Baking: Sweet

Seedless Raisins


Ricotta, Fig and Raisin tart

The exotic flavour combination you will love

By adding raisins and sultanas you add the sunshine summer taste all year round. Credit: PLUM Winter issue 21, 2013

Ingredients

1 sheet ready-made puff pastry
SASKO cake flour,for dusting
1 egg, whisked
Filling
100g SAFARI sultanas and / or raisins
8 dried figs,chopped
30 ml Cointreau or brandy
200g ricotta cheese
50g +25 g castor sugar
1 lemon, finely grated zest
2 eggs, separated

To Serve
1 lemon, finely grated zest
custard or cream

Method

Roll the pastry out onto a floured surface.  Cut the pastry into a rectangle and transfer to a baking sheet.  Brush the rim of the rectangle with egg wash.  Cut strips of pastry and place onto the egg washed rim to form a border around the tart case. Chill until required.

Filling

Place the raisins or sultanas , figs and Cointreau into a small mixing bowl and soak 30 minutes.

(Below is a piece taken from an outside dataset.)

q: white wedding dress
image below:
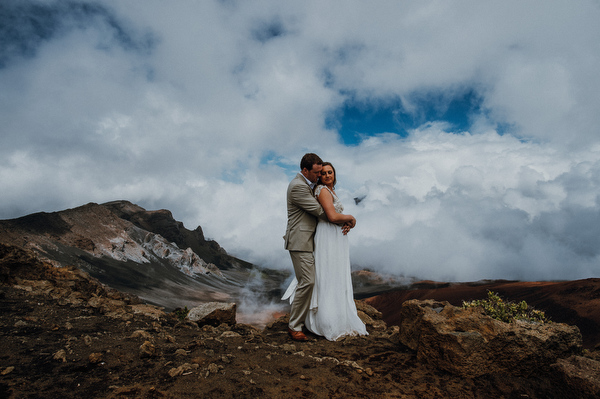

Perheat the oven to 190° C. Place the ricotta, mascarpone, 50 g castor sugar, lemon zest and egg yolks in a bowl and mix well.

Stir in the raisin mixture and leave a few for the top.

Whisk the egg whites  in a spotlessly , clean bowl until light and fluffy.

Add the remaining 25 g castor sugar and contine whisking until stiff peaks form.

Fold the egg whites in to the ricotta mixutre and spoon onto the tart.

Brush  the rim of the  pastry case with the  egg wash .  Bake in the  oven for 20- 25 minutes , or until the pastry is cooked  through and the filling has puffed up and is golden.

Spinkle  with lemon zest and the reseved raisin mixture.  Serve hot with custard or at room temperature  wit h whipped cream.

1 tart

Buy good quality puff pastry .  Use a combination of golden sultanas and raisins  or either one of the two.